Timothy Fox - Head of Research & Chief Economist
Published Date: 21 March 2018
Saudi Crown Prince Mohammed bin Salman (MBS) began his twenty day visit to the U.S. yesterday with a three hour meeting in the White House with President Donald Trump, with the potential for investment and business deals appearing to be the main emphasis of the first days’ meetings. MBS said that Saudi Arabia was eyeing USD400bn in business opportunities over the next four years, while the Saudi Arabian Public Investment Fund earlier in the week said that it would take a USD400bn stake in the U.S. group Endeavour. President Trump emphasized the potential for generating jobs from such deals, while there was little specific mentioned so far regarding the major political issues of the region.
UK February inflation came in below market expectations yesterday, with the headline CPI rate falling to 2.7% y/y from January's 3.0% and core CPI dropping to 2.4% y/y from 2.7% y/y previously. Lower fuel prices and the fading impact of sterling’s past appreciation contributed to the decline, with the biggest downward contributions coming from falls in transport and food prices. PPI input and output prices also came in below forecasts, at 3.4% y/y and 2.6% y/y respectively. It is probably a little too early to judge whether the softer price data will deter the Bank of England from raising interest rates in May, which has been expected, with another two months of data yet to be seen.
Meanwhile the German ZEW investor confidence deteriorated in March by more than expected. The expectations index fell to 5.1 in March, from 17.8 in the previous month, and with the March reading the lowest since September 2016. The current conditions index came in higher than anticipated, but was also down form February and overall the data confirms that investors are increasingly worried about escalating tensions over trade as well as the prospect of a less accommodative ECB going forward. The political uncertainty in Germany at the start of the month may have also contributed to the weaker numbers.
Source: Bloomberg, Emirates NBD Research
Benchmark rates markets were higher yesterday as the market anticipated the Fed raising rates for the first time in 2018 later today. Yields on 10yr USTs rose 3.6bps to close above 2.88% and have kept pushing higher this morning. Yields on 2yr paper have hit their highest level since 2008 as the market fixates less on whether the Fed moves but how assured and confident it sounds off on the prognosis for the US economy. The 2-10yr spread on USTs was roughly stable at around 55bps.
Saudi Arabia issued SAR 4.85bn in a domestic sukuk yesterday by tapping a sukuk originally issued in January. The paper was spread across five, seven and 10 year maturities, with the bulk (SAR 2.6bn) in five year.
NZD underperforms this morning against the other major currencies after mixed economic data. Despite reports from the Reserve Bank of New Zealand showing that credit card spending increased 7.0% y/y in February, a report from Statistics New Zealand showed that during the same period, net immigration fell to a three year low of 4970. As we go to print, NZDUSD is trading 0.10% lower at 0.71800, just below the 200 day moving average (0.7184).
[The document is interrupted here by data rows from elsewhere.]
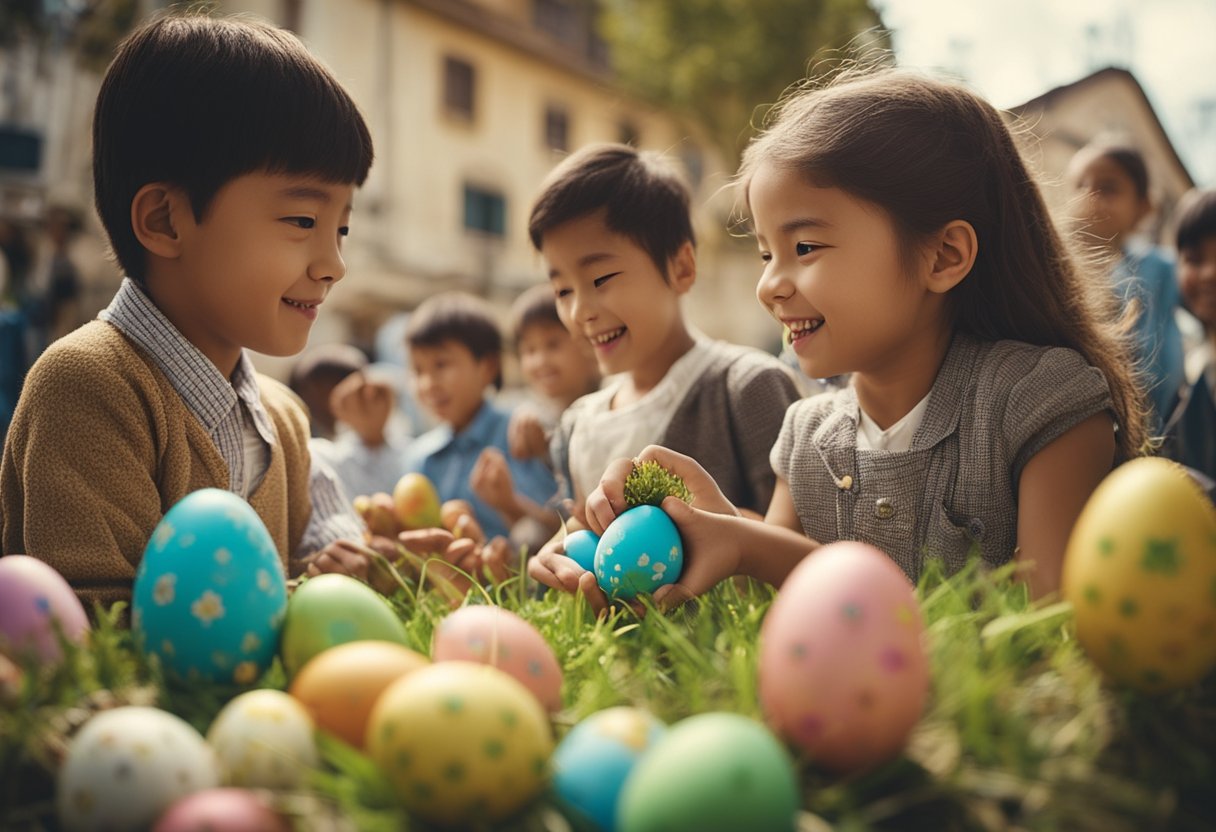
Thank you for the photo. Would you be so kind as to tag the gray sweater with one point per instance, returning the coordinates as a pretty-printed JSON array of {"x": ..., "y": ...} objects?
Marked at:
[
  {"x": 992, "y": 406},
  {"x": 728, "y": 422}
]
The price had traded as low as 0.7169 before finding support at this level (the 50% one year Fibonacci retracement). A break below this level will likely result in further declines towards the 100 day moving average of 0.7128.
The USD is trading softer before this evenings FOMC interest rate decision, the Dollar Index currently 0.12% lower at 90.26. While markets are fully pricing in a 25bps increase in the Fed Funds Target Rate, investors will be looking to see whether the nature of the hike is dovish or hawkish before deciding on their appetite for dollars. Of note is that yesterday the DXY Index finished above its 50 day moving average for the first time in 2018. This is technically significant and could give further endurance to any rally following the FOMC.
Global equity markets recouped some of their previous day’s losses overnight. The S&P 500 added 0.15% while the FTSE rose 0.26%. Shares in Asia are up strongly this morning while Japan is out for a holiday. The G20 meeting of finance ministers and central bank governors currently underway has done little to assuage fears that protectionism and trade disputes could spread following the US imposing tariffs on imports of steel and aluminium.
Oil prices were up strongly yesterday as the market prices in more political risk in the MENA region. Saudi Arabia’s crown, Mohammed bin Salman, visited US president Donald Trump yesterday with a focus on increasing pressure on Iran. Market structures have responded positively to the potential for political risk and the 1-2 month spread in both WTI and Brent moved firmly back into backwardation overnight.